The sustainable insurance strategy is expected to be fully implemented by December 2024, an ambitious goal given the slow-moving insurance industry. While much of the strategy is still just a regulatory document, it has attracted interest from insurance giants Allstate and State Farm.
The first two companies to exit the California home insurance market could also be the first to return. State Farm filed for an average 30 percent rate increase in late June 2024. Allstate filed for a 39.6 percent increase in January but was approved for an average 34 percent increase. Allstate policyholders will see the new rates go into effect in November 2024.
When will relief come for California homeowners?

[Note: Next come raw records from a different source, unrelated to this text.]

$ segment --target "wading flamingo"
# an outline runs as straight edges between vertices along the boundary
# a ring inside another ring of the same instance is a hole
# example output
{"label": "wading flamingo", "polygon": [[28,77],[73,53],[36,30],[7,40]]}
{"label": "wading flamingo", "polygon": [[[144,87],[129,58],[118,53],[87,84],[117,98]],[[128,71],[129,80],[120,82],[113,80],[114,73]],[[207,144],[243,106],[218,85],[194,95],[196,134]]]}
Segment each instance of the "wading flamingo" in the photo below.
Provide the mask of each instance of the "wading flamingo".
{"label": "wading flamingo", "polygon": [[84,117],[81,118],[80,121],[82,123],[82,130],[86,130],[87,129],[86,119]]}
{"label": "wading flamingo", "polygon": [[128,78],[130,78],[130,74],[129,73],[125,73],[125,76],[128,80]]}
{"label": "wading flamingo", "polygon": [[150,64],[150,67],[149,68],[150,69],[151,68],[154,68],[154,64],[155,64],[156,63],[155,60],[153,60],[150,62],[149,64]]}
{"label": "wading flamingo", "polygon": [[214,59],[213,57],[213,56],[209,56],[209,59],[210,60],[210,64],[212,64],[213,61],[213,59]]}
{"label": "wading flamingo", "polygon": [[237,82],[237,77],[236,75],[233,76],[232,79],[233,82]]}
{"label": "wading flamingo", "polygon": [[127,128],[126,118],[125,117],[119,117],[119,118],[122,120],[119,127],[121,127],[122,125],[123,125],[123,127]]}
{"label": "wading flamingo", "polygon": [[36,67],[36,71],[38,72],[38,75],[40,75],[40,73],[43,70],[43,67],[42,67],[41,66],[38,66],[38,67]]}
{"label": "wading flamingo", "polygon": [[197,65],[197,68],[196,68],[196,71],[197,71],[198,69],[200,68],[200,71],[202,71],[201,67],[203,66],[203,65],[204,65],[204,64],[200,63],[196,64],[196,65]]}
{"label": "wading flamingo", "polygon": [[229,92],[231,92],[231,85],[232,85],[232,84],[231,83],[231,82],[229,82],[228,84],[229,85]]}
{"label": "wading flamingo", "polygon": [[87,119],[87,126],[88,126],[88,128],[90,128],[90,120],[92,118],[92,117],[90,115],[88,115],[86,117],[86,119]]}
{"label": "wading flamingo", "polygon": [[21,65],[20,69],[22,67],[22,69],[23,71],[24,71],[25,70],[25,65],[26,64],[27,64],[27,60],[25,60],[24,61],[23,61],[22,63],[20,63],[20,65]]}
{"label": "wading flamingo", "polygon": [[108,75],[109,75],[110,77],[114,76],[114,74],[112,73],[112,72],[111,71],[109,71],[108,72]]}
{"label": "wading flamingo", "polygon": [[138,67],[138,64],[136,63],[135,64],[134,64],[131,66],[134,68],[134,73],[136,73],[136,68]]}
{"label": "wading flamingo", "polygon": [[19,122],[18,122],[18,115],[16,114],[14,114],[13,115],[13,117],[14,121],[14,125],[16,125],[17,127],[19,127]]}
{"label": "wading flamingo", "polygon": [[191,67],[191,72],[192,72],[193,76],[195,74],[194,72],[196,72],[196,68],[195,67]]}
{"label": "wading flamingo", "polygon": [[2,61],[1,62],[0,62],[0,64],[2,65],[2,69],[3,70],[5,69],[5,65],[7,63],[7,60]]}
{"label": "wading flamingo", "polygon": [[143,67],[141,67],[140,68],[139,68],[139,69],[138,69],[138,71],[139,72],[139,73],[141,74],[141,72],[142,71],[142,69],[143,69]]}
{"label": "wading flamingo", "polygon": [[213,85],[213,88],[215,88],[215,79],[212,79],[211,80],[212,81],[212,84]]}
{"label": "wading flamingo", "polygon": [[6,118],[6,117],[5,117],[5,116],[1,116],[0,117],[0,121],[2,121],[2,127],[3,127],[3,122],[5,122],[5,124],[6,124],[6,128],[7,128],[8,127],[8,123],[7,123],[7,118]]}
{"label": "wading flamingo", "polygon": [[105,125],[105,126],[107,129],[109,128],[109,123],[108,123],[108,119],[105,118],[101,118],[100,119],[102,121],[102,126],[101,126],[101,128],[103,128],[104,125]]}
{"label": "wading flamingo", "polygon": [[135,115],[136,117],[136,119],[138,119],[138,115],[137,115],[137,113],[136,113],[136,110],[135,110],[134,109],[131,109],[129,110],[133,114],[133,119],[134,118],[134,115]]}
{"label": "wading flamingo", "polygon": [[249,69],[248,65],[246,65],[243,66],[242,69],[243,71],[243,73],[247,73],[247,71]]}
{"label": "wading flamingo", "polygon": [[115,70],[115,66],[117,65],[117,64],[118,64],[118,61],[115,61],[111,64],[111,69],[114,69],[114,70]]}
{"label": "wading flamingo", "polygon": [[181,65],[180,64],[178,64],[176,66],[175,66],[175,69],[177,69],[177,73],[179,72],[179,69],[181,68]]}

In an interview with Fox News, Deputy Insurance Commissioner Michael Soler said relief for homeowners could arrive by early 2025. While rising insurance premiums may not be what California homeowners want, it is what insurance companies need to write new policies in the state. And now the California Department of Insurance finds itself in the difficult position of trying to encourage insurers to write new policies while not putting undue financial strain on homeowners.
What if I can’t find insurance in California?
Even in tough insurance markets, there are a few things you can do to secure home insurance.
- They cast their nets widely. Sticking to only well-known brand-name insurance companies can limit your options. Many insurance companies still operate in California, and getting quotes from companies you’re less familiar with may help you find the right company.
- Contact a broker, maybe even one in another city. If you’re a Los Angeles homeowner looking for insurance, try calling a broker in Sacramento (or vice versa), as brokers in other cities may be familiar with different local insurance companies and may be able to help you secure coverage.
- Contact the California Department of Insurance. If you’ve been dropped by your insurance company and are struggling to find alternative options, CDI’s Home Insurance Finder may be a useful tool to help you find an insurance company that will provide your services.